Election supervisors in Luhansk admitted to RFE/RL that they were not part of formal commissions participating in Ukraine's May 25 presidential vote, despite earlier protestations from separatist officials that the referendums were being conducted according to electoral law.

In Donetsk, a number of polling stations were operating without official voter lists, forcing supervisors to compile by hand impromptu lists of anyone presenting a passport. One man was seen filling out several ballots at once, saying he had been authorized to vote on behalf of his entire family.

Novosti Donbassa, an online news site based in Donetsk, reported that separatists were witnessed ripping up ballots marked with "no" votes. Other journalists observing the process reported watching voters vote "no" but later claiming to have voted "yes" -- presumably in order to avoid trouble with separatists standing guard, weapons at the ready, outside polling stations or casting their own votes.
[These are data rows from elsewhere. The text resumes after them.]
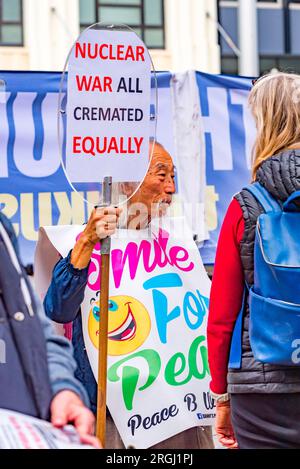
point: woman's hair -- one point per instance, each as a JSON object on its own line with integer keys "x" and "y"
{"x": 275, "y": 104}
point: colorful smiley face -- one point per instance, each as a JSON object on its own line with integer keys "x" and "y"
{"x": 128, "y": 324}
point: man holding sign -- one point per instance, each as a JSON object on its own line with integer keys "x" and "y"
{"x": 71, "y": 276}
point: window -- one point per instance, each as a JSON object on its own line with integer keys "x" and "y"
{"x": 11, "y": 24}
{"x": 145, "y": 17}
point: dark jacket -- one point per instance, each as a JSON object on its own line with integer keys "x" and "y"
{"x": 62, "y": 304}
{"x": 280, "y": 175}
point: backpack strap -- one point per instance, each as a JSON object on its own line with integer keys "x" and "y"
{"x": 266, "y": 200}
{"x": 235, "y": 355}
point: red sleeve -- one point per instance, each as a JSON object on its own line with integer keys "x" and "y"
{"x": 226, "y": 296}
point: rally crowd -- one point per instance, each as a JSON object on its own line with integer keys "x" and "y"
{"x": 256, "y": 393}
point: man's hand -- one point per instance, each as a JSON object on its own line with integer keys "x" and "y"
{"x": 67, "y": 407}
{"x": 223, "y": 426}
{"x": 102, "y": 223}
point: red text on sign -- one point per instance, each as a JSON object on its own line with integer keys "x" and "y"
{"x": 109, "y": 52}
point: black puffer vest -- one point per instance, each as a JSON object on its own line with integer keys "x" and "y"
{"x": 280, "y": 175}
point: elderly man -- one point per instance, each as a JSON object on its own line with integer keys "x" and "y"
{"x": 66, "y": 292}
{"x": 37, "y": 374}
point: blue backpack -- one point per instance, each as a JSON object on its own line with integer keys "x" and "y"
{"x": 274, "y": 299}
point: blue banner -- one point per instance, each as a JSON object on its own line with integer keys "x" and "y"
{"x": 34, "y": 190}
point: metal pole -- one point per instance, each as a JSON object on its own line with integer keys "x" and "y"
{"x": 248, "y": 38}
{"x": 103, "y": 322}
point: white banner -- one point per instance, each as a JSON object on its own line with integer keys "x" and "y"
{"x": 158, "y": 376}
{"x": 108, "y": 109}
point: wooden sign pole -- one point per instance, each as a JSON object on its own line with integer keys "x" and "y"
{"x": 103, "y": 322}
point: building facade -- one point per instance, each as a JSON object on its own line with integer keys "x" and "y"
{"x": 278, "y": 35}
{"x": 38, "y": 34}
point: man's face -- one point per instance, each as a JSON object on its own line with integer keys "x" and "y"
{"x": 158, "y": 186}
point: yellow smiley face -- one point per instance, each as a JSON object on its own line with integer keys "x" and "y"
{"x": 128, "y": 324}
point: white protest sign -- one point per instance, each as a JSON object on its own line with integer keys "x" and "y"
{"x": 158, "y": 375}
{"x": 108, "y": 107}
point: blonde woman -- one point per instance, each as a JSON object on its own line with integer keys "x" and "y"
{"x": 258, "y": 404}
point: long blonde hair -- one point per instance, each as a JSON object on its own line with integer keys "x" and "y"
{"x": 275, "y": 104}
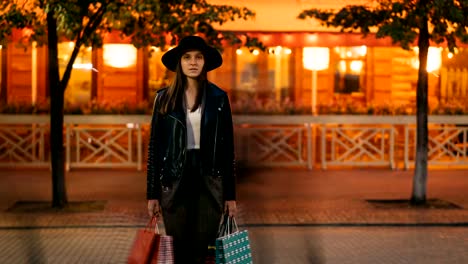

In some cases, pro-Russian separatists literally presided over the voting, automatic rifles slung over their shoulders.

The pro-Russian separatists, who for weeks have occupied government buildings throughout eastern Ukraine, are claiming high turnout in the dual votes, with figures as high as 80 percent in Luhansk and 70 percent in Donetsk.

They have also claimed interference on the part of pro-Kyiv forces, with Vasyl Nikitin, a separatist functionary, claiming that members of the Ukrainian National Guard had used armored vehicles to block the entryways to several polling stations and had seized more than 15,000 ballots.

Nikitin said alternate stations were set up to compensate for the setback. The claim follows reports that Ukrainian law enforcement officers had discovered and seized nearly 100,000 falsified "yes" ballots.

The Ukrainian Foreign Ministry has accused "terrorist gangs" of being behind the referendums, which have followed weeks of deadly violence in Ukraine's east. Most recently, 20 separatist militants were killed on May 9 in a government "antiterrorist" operation in the coastal city of Mariupol. Numerous pro-Kyiv officials and activists have also been reported killed.

A number of journalists have reported being beaten or otherwise prevented from entering polling stations.

Both Kyiv and the West have refused to recognize the legitimacy of the independence referendums, which Ukrainian officials have described as "inspired, organized, and financed by the Kremlin."

It is unclear, however, how Western censure will affect further developments in the standoff with Russia, which has been marked by a pronounced disregard for rule of law.